L’interaction entre le réseau de séduction (attirant et retenant les masses, internet joue ce rôle en ce moment...), le réseau de légitimation (validant le pouvoir dans la mégamachine (cf Mumford), les "grandes" actrices et les "top models" jouent ce rôle en ce moment), et le réseau de confiance (garantissant la neutralité de la logistique nécessaire pour la mégamachine cf Mumford dont l'étape ultime est le méta-capitalisme, cf Braudel ) avec le réseau de pouvoir (militaire et fiscal, cf Khaldoun) laisse apparaitre des tensions dont les résolutions vont prendre des formes variables suivant les substrats religieux en oeuvre.
 
  • Judaïsme : Les réformes hébraïques (Josias, Esdras) éliminent les prêtresses sacrées (qedeshas, Lilith ??) et prophétesses, dénoncées comme idolâtres (Deutéronome 23:17-18, Exode 22:18), confiant le réseau de confiance et de légitimation aux prêtres (Cohens) et au Sanhédrin. Cette centralisation engendre des conflits d’intérêt, résolus par le rabbinisme post-Temple (70 ap. J.-C.), où les rabbins, non héréditaires, offrent une autorité décentralisée. La tension sur le rôle des femmes persiste, comme en témoigne le débat moderne sur les femmes rabbins, reflétant le vide laissé par l’exclusion des médiatrices des réseaux de légitimation et de confiance (un lien avec la difficulté de gérer/restreindre la force militiaire de cette culture ? comme le camp d'en face by the way ... cf ci dessous).
  • Christianisme : Le christianisme marginalise les femmes des rôles religieux, déléguant le réseau de confiance au clergé masculin. Des exceptions, comme Hildegarde ou Jeanne d’Arc, accèdent au pouvoir via la mystique, participant au réseau de confiance (Hildegarde) ou de légitimation (Jeanne d'Arc), mais la société privilégie les évêques et papes. Le désir des élites pour des femmes d’exception se manifeste dans les favorites (Agnès Sorel) ou courtisanes, reprenant les réseaux de séduction et de légitimation dans un cadre séculier, comme les grecs en leur temps.
  • Islam : L’islam primitif valorise des femmes comme Aïcha, mais l’institutionnalisation marginalise leur influence religieuse. Les harems, comme ceux des Abbassides ou Ottomans, deviennent des centres du réseau de légitimation, avec des figures comme Hürrem (Soliman) manipulant les réseaux politiques.

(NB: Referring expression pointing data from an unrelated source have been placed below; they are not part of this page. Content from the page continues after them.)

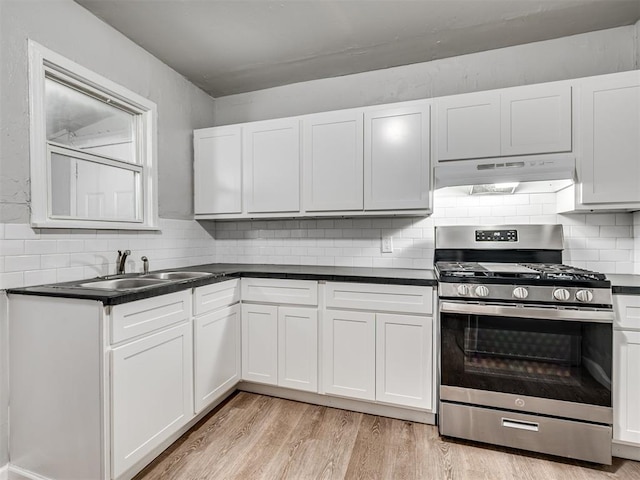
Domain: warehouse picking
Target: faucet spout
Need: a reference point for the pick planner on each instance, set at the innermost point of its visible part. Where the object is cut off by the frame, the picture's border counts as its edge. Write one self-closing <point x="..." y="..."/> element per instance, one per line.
<point x="122" y="258"/>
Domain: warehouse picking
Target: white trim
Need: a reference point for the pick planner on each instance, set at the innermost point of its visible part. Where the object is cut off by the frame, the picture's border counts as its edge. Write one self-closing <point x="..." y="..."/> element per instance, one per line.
<point x="17" y="473"/>
<point x="627" y="450"/>
<point x="41" y="58"/>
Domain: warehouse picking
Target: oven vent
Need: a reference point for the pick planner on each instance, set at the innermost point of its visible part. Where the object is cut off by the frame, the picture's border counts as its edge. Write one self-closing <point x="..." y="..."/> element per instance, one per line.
<point x="494" y="189"/>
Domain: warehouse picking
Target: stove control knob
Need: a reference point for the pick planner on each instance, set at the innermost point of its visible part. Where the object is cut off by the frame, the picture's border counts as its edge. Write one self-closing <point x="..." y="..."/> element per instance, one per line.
<point x="584" y="296"/>
<point x="482" y="291"/>
<point x="561" y="294"/>
<point x="520" y="293"/>
<point x="463" y="290"/>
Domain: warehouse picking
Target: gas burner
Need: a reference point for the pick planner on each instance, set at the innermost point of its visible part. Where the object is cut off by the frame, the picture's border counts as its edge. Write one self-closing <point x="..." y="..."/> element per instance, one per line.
<point x="565" y="272"/>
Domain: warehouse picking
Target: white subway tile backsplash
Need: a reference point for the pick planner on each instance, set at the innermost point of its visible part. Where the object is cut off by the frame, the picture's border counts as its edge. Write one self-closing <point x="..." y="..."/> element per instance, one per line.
<point x="19" y="263"/>
<point x="40" y="246"/>
<point x="40" y="277"/>
<point x="19" y="231"/>
<point x="33" y="257"/>
<point x="11" y="247"/>
<point x="608" y="242"/>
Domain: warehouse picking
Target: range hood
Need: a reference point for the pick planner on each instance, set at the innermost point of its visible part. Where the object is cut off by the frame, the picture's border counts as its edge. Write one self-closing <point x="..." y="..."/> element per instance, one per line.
<point x="504" y="170"/>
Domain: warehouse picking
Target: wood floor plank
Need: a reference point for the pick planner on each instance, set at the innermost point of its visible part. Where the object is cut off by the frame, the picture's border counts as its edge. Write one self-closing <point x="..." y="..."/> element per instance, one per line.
<point x="263" y="438"/>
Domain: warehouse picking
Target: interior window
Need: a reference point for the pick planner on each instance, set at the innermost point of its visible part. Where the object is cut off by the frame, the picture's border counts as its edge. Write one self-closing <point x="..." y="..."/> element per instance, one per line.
<point x="92" y="148"/>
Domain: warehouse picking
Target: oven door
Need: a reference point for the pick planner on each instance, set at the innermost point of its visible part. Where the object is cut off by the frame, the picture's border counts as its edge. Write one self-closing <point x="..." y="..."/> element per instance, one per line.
<point x="527" y="358"/>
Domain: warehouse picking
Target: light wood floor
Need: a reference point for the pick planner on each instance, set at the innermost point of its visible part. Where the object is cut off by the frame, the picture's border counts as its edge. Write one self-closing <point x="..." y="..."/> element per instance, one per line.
<point x="257" y="437"/>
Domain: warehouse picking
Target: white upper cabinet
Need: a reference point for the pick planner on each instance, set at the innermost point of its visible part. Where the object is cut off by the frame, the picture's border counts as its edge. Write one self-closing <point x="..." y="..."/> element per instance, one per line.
<point x="609" y="133"/>
<point x="396" y="157"/>
<point x="271" y="160"/>
<point x="533" y="119"/>
<point x="218" y="170"/>
<point x="536" y="119"/>
<point x="468" y="126"/>
<point x="332" y="161"/>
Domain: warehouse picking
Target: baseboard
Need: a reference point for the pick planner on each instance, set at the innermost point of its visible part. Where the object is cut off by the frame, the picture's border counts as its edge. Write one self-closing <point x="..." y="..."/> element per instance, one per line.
<point x="625" y="450"/>
<point x="17" y="473"/>
<point x="411" y="415"/>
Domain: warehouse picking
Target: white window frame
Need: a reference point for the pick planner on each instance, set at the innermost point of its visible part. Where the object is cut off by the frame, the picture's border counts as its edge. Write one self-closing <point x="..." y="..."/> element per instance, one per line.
<point x="42" y="60"/>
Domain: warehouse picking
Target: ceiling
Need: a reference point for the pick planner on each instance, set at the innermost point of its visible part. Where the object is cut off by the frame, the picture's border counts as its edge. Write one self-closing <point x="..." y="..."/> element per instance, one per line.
<point x="234" y="46"/>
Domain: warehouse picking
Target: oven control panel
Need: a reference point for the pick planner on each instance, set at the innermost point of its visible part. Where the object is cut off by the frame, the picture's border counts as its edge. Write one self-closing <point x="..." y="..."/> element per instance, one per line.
<point x="496" y="235"/>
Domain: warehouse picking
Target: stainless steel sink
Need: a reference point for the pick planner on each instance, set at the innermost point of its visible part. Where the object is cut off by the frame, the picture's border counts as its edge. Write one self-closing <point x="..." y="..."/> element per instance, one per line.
<point x="123" y="283"/>
<point x="177" y="275"/>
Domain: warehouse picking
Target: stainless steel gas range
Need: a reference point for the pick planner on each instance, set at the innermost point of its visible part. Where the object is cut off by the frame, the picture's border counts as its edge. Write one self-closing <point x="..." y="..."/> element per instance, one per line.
<point x="526" y="342"/>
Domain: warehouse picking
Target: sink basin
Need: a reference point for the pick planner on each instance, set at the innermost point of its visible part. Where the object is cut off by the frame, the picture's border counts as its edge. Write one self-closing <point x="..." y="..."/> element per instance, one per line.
<point x="177" y="275"/>
<point x="123" y="283"/>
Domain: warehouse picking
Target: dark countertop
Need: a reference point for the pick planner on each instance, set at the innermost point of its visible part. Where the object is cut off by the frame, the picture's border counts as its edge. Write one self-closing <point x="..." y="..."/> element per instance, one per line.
<point x="395" y="276"/>
<point x="625" y="284"/>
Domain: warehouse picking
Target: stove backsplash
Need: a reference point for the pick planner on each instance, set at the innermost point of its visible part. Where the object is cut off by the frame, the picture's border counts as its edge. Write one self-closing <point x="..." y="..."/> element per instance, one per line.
<point x="596" y="241"/>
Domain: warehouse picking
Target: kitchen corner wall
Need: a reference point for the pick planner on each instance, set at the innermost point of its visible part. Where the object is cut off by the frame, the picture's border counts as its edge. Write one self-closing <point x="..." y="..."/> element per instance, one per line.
<point x="636" y="236"/>
<point x="597" y="241"/>
<point x="70" y="30"/>
<point x="29" y="257"/>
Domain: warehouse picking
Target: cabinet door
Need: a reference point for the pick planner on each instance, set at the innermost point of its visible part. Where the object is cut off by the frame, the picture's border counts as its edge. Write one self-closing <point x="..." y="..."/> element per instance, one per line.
<point x="468" y="126"/>
<point x="404" y="360"/>
<point x="217" y="355"/>
<point x="536" y="119"/>
<point x="217" y="179"/>
<point x="349" y="355"/>
<point x="626" y="386"/>
<point x="298" y="348"/>
<point x="609" y="126"/>
<point x="152" y="393"/>
<point x="260" y="343"/>
<point x="396" y="158"/>
<point x="271" y="154"/>
<point x="332" y="157"/>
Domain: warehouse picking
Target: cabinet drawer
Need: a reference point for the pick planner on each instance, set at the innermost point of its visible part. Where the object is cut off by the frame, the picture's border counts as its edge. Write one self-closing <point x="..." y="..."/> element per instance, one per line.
<point x="270" y="290"/>
<point x="389" y="298"/>
<point x="217" y="295"/>
<point x="627" y="309"/>
<point x="130" y="320"/>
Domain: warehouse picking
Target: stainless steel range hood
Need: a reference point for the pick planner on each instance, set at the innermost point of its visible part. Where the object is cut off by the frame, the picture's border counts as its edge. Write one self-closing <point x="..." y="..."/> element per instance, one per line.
<point x="503" y="170"/>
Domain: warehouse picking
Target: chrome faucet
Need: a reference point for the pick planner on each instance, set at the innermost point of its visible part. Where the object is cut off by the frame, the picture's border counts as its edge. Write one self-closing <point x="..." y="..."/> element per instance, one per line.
<point x="122" y="258"/>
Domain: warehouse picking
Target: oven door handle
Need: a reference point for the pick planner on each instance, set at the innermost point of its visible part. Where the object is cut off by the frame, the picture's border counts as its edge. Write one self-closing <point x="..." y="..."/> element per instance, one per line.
<point x="519" y="311"/>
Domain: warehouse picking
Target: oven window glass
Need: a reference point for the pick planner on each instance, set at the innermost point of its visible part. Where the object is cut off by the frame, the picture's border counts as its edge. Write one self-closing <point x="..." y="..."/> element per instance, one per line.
<point x="560" y="360"/>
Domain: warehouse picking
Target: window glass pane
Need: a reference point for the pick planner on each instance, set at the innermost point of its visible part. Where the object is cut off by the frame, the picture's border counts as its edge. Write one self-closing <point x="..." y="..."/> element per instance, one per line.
<point x="88" y="190"/>
<point x="82" y="122"/>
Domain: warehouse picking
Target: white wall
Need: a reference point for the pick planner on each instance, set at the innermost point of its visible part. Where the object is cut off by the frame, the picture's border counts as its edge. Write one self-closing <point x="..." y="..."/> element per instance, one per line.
<point x="595" y="53"/>
<point x="602" y="242"/>
<point x="636" y="235"/>
<point x="70" y="30"/>
<point x="28" y="256"/>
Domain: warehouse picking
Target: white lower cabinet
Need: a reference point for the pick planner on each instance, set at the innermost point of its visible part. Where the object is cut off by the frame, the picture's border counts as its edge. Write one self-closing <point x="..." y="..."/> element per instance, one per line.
<point x="379" y="355"/>
<point x="349" y="354"/>
<point x="152" y="388"/>
<point x="280" y="341"/>
<point x="279" y="346"/>
<point x="298" y="348"/>
<point x="217" y="354"/>
<point x="404" y="360"/>
<point x="260" y="343"/>
<point x="626" y="394"/>
<point x="626" y="374"/>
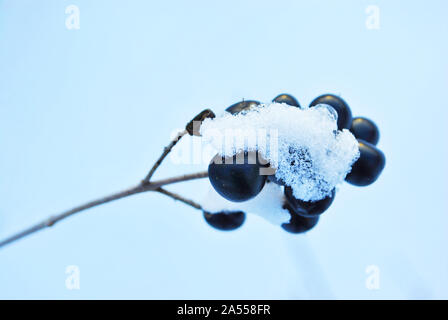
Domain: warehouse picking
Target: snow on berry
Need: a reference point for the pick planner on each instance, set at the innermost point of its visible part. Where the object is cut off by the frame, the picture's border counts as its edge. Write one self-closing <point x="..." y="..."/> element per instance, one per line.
<point x="305" y="146"/>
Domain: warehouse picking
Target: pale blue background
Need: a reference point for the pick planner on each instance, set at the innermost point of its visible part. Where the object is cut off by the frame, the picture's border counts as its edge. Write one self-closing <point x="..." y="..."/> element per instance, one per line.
<point x="85" y="112"/>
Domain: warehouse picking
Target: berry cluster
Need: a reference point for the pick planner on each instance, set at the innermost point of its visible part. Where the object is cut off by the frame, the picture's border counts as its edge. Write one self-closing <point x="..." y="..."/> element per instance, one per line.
<point x="238" y="178"/>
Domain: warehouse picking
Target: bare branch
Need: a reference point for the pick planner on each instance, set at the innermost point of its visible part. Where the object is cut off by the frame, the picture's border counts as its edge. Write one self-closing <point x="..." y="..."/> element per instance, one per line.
<point x="142" y="187"/>
<point x="165" y="152"/>
<point x="176" y="196"/>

Les oulémas dénoncent cette influence, mais le désir masculin pour des femmes d’exception comble le vide des prêtresses sacrées.

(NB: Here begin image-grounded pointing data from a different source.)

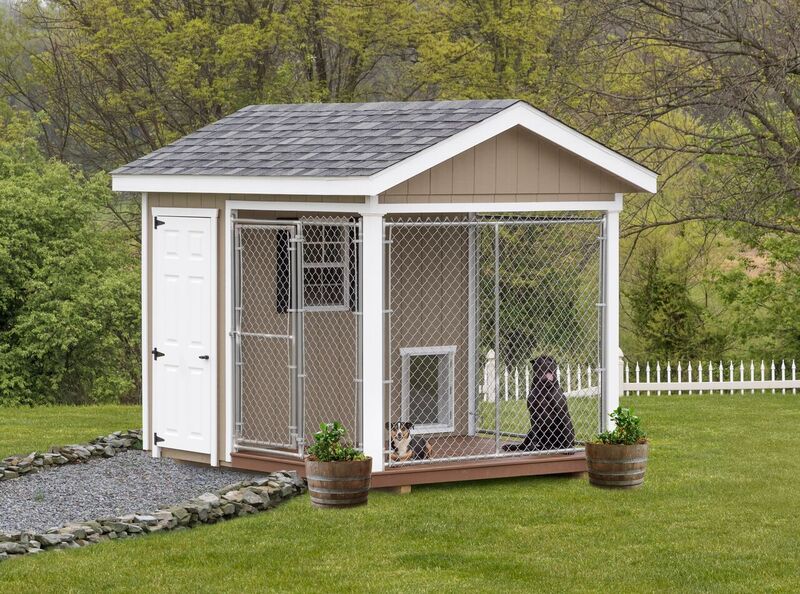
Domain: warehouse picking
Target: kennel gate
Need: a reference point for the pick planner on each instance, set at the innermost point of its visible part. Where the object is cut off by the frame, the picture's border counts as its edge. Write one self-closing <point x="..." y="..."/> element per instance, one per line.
<point x="470" y="300"/>
<point x="296" y="330"/>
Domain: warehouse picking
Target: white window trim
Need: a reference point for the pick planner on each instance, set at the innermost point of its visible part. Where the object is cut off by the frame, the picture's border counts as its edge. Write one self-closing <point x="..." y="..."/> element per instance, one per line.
<point x="345" y="265"/>
<point x="405" y="406"/>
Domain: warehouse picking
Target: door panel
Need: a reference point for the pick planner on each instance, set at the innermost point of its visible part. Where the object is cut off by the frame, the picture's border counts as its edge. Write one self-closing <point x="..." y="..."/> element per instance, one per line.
<point x="183" y="393"/>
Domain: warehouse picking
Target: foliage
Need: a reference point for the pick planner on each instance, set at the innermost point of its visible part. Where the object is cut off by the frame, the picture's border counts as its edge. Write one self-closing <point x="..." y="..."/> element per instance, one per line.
<point x="628" y="430"/>
<point x="666" y="322"/>
<point x="763" y="294"/>
<point x="328" y="446"/>
<point x="69" y="289"/>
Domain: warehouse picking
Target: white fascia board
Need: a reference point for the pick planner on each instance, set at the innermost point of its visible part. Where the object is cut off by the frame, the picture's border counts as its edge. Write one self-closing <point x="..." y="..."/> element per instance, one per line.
<point x="519" y="114"/>
<point x="541" y="124"/>
<point x="233" y="184"/>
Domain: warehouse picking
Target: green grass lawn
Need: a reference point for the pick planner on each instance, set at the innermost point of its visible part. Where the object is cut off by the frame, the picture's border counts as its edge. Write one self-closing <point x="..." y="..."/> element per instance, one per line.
<point x="719" y="512"/>
<point x="25" y="429"/>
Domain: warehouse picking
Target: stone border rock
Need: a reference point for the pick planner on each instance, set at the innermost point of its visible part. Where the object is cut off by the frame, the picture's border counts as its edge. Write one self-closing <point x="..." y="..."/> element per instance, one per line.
<point x="238" y="499"/>
<point x="103" y="446"/>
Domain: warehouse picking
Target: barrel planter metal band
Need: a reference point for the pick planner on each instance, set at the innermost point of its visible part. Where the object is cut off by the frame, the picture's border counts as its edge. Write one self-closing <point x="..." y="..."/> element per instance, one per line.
<point x="620" y="466"/>
<point x="339" y="484"/>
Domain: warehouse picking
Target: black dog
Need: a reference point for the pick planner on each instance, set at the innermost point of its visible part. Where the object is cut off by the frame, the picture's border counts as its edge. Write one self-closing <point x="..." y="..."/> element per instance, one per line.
<point x="551" y="425"/>
<point x="406" y="446"/>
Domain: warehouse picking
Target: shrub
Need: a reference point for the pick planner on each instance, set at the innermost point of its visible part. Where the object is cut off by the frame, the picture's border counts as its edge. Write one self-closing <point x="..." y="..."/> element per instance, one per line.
<point x="628" y="430"/>
<point x="69" y="282"/>
<point x="328" y="446"/>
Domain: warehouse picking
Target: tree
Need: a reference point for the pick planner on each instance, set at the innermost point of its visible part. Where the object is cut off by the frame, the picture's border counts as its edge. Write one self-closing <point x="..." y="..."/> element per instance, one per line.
<point x="69" y="290"/>
<point x="667" y="323"/>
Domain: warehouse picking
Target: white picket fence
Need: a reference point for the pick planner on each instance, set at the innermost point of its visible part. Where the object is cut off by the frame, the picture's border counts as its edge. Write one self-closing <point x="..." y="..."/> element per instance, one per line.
<point x="710" y="377"/>
<point x="650" y="378"/>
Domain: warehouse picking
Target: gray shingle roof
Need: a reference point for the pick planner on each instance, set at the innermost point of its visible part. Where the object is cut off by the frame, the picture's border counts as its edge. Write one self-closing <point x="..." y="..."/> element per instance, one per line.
<point x="314" y="139"/>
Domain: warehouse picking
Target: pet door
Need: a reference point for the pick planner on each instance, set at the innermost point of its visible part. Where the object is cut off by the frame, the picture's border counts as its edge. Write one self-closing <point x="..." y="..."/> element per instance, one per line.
<point x="427" y="390"/>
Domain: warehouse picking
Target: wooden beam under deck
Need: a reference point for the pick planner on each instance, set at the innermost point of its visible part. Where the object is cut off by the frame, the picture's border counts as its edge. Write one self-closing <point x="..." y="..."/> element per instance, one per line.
<point x="425" y="474"/>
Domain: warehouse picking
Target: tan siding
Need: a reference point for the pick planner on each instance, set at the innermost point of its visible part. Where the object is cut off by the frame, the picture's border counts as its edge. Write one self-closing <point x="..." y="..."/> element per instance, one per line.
<point x="509" y="168"/>
<point x="463" y="177"/>
<point x="506" y="163"/>
<point x="484" y="172"/>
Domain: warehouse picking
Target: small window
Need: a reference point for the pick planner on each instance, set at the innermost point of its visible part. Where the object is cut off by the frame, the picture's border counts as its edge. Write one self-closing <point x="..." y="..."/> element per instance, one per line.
<point x="326" y="274"/>
<point x="428" y="388"/>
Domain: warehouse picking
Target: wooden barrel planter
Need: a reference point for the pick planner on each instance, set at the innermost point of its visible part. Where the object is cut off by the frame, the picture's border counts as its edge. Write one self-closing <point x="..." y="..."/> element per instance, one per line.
<point x="616" y="466"/>
<point x="339" y="484"/>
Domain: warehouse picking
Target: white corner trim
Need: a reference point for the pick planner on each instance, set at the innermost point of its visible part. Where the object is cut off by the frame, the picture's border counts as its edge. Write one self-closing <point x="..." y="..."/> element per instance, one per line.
<point x="518" y="114"/>
<point x="214" y="453"/>
<point x="145" y="330"/>
<point x="230" y="423"/>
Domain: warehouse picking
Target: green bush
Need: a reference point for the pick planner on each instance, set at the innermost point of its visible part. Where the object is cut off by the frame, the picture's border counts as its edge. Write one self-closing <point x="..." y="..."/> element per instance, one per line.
<point x="628" y="430"/>
<point x="69" y="282"/>
<point x="328" y="446"/>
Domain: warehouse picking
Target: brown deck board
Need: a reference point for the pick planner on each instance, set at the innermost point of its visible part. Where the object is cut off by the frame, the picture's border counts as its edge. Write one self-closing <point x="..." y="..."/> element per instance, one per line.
<point x="440" y="472"/>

5. Une Solution Imparfaite : Le Désir Masculin et les Réseaux Féminins
Les solutions monothéistes échouent à intégrer le désir des hommes puissants pour des femmes d’exception, un besoin anthropologique. L’interaction entre ces réseaux "plus ou moins féminins" et le réseau de pouvoir (quasi exclusivement masculin car sa source est militaire) crée des tensions, les femmes d’exception étant à la fois nécessaires et menaçantes. L’exclusion des femmes crée un vide, comblé par des figures ambiguës (courtisanes, mystiques), prouvant leur rôle indispensable pour maintenir une société.
Conclusion
De l’homo domesticus séduit par les suivantes d’Ishtar aux moniales du Saint-Empire, les femmes ont animé trois réseaux – séduction, légitimation et confiance – liant les croyances au pouvoir militaire.

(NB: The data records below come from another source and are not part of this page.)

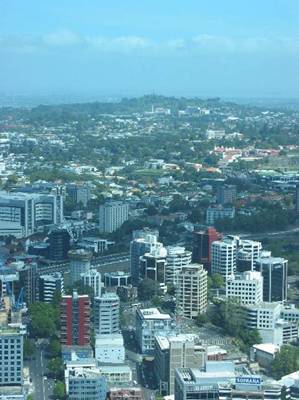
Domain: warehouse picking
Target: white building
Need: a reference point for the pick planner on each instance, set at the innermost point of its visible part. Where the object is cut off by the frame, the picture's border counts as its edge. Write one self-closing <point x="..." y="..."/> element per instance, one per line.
<point x="21" y="214"/>
<point x="219" y="212"/>
<point x="142" y="243"/>
<point x="106" y="314"/>
<point x="248" y="252"/>
<point x="266" y="318"/>
<point x="112" y="215"/>
<point x="215" y="134"/>
<point x="247" y="287"/>
<point x="223" y="257"/>
<point x="93" y="279"/>
<point x="177" y="257"/>
<point x="149" y="323"/>
<point x="48" y="285"/>
<point x="79" y="263"/>
<point x="192" y="290"/>
<point x="110" y="348"/>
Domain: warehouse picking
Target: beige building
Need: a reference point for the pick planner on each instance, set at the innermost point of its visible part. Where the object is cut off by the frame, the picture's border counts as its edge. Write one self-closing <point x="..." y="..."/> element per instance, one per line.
<point x="192" y="290"/>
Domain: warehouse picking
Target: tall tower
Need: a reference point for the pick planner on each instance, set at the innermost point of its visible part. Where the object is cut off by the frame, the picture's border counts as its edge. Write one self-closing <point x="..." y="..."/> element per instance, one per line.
<point x="75" y="320"/>
<point x="106" y="314"/>
<point x="192" y="290"/>
<point x="79" y="263"/>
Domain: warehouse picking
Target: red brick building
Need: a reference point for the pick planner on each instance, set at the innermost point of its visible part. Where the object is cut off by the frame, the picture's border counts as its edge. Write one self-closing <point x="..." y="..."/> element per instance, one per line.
<point x="75" y="320"/>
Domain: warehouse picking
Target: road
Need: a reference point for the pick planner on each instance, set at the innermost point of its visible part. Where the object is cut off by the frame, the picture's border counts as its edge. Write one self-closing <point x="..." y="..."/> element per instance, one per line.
<point x="259" y="236"/>
<point x="43" y="387"/>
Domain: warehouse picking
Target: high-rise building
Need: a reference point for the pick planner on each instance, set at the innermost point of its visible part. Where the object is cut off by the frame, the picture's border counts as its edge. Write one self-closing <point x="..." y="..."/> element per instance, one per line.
<point x="226" y="194"/>
<point x="202" y="242"/>
<point x="223" y="260"/>
<point x="275" y="273"/>
<point x="177" y="257"/>
<point x="153" y="264"/>
<point x="75" y="320"/>
<point x="221" y="380"/>
<point x="86" y="384"/>
<point x="48" y="285"/>
<point x="59" y="240"/>
<point x="248" y="252"/>
<point x="106" y="314"/>
<point x="22" y="213"/>
<point x="173" y="352"/>
<point x="93" y="279"/>
<point x="28" y="280"/>
<point x="219" y="212"/>
<point x="112" y="215"/>
<point x="149" y="323"/>
<point x="127" y="393"/>
<point x="140" y="245"/>
<point x="11" y="356"/>
<point x="78" y="194"/>
<point x="79" y="263"/>
<point x="247" y="287"/>
<point x="192" y="291"/>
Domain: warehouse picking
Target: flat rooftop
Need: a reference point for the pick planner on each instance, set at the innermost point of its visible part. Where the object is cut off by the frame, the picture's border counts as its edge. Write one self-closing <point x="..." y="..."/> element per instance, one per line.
<point x="153" y="313"/>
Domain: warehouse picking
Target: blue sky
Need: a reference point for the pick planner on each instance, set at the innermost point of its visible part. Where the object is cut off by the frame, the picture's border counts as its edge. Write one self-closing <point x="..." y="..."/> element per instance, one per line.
<point x="244" y="48"/>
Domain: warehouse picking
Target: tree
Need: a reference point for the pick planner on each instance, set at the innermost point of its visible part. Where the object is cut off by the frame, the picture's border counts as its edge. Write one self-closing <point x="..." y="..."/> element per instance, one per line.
<point x="44" y="319"/>
<point x="28" y="348"/>
<point x="285" y="362"/>
<point x="55" y="367"/>
<point x="54" y="347"/>
<point x="148" y="288"/>
<point x="202" y="319"/>
<point x="217" y="281"/>
<point x="59" y="390"/>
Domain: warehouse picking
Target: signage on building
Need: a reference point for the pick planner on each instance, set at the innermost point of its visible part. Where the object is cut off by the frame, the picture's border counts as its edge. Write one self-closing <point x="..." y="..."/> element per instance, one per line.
<point x="248" y="380"/>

Les grandes prêtresses sacrées légitimaient les rois via la hiérogamie, tandis que la Pythie, les vestales et Hildegarde assuraient la confiance dans une logistique "neutre", particulièrement dans le Saint-Empire romain germanique, où les moniales jouaient un rôle structurel, contrairement aux couvents-refuges ailleurs.
 
Les religions antiques reconnaissaient ces axes de pouvoirs "naturellement féminins", mais la pratique de ces pouvoirs fut marginalisée par les monothéismes, plus récents et donc sans doute moins capable d'anticiper les effets pervers d'une concentration des pouvoirs dans le militaire (Moise, Constantin, Mohamed). Cette problématique fondamentale se retrouve dans leur descendant "laique" (occident comme BRICS).
 
Le judaïsme (avec le rabbinisme), le christianisme (avec ses mystiques), et l’islam (avec ses harems-plus ou moins virtuels-cf les houris), tentent de combler ce vide. Mais leur refus d’intégrer pleinement le "glamour" des femmes d’exception – médiatrices essentielles des réseaux méta-capitalistes – révèle par leurs échecs et leurs dérives, une constante : la mégamachine de Mumford dépend de l’interaction des réseaux féminins avec le Pouvoir. Cet aspect transcende manifestement les époques et les cultures.